鳩山政権が「改革の1丁目1番地」に掲げる地域主権改革の関連3法案が7日、参院本会議で審議入りした。「枠組み」作りが本格化する一方、市町村への権限移譲などでは各省が抵抗。本会議では野党から厳しい質問が相次ぎ、民主党が批判してきた「族議員」になぞらえて「省庁の利益のみを代弁する『族政務三役』がはびこっている」と自民党議員に皮肉られるなど、具体化に向けた取り組みは難航している。【笈田直樹】

 審議入りした3法案は▽内閣府の「地域主権戦略会議」を法制化する地域主権推進一括法案▽地方自治関係の重要事項を協議する「国と地方の協議の場」法案▽自治体の自由度を高める地方自治法改正案。政府は3法案の成立後の6月中に、国が自治体に使途を指定する「ひも付き補助金」や、国の出先機関の整理統合などの方針を含めた「地域主権戦略大綱」を策定する。

 7日の質疑の焦点の一つは、国が自治体の業務を全国一律に縛る「義務付け・枠付け」の見直し。鳩山政権の取り組みが不十分として「民主党は言っていることとやっていることが異なる」(自民党の二之湯智氏)などと批判されたが、原口一博総務相は「今後、見直しの方向性をさらに加速させる」との答弁にとどめた。

 正面からの反論を避けた背景には、原口氏や鳩山由紀夫首相自身が「族政務三役」との指摘を内心では肯定しているからだ。首相は3月31日の地域主権戦略会議で、都道府県から市町村への権限移譲に対する各省の姿勢が「非常に不十分」と不快感を示し、ゼロ回答の農水省と環境省を名指しして「話にならない」と批判した。
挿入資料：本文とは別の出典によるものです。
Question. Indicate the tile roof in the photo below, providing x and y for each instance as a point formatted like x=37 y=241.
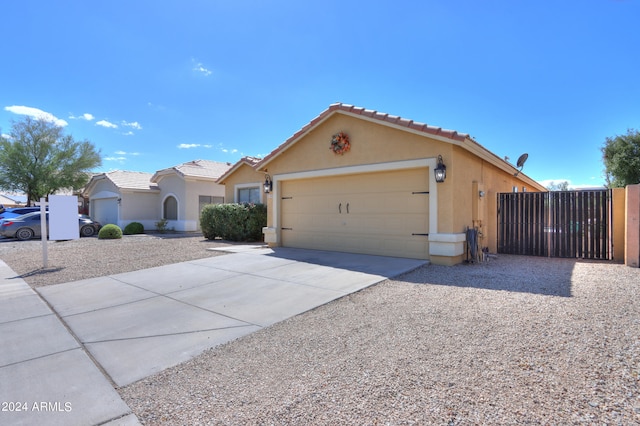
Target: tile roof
x=130 y=180
x=196 y=168
x=370 y=114
x=250 y=161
 自公政権下で設置された「地方分権改革推進委員会」(3月末で廃止)が勧告した384条項の勧告に対し、各省が「実施する」と回答したのは26%の99条項。NPO法人の設立認証権限の都道府県から政令市への移管などにとどまり、大半は市町村の事務体制や職員の専門性不足を理由に「移譲が困難」とされたためだった。

 総務省側は頭越しの「移譲断行」も辞さない構えだが、政務官の一人は「前政権の勧告をどう検証したかも分からないまま、『これでどうだ』と聞かれても(困る)。めちゃくちゃだ」と反発しており、閣内の足並みがそろう見通しは立たない。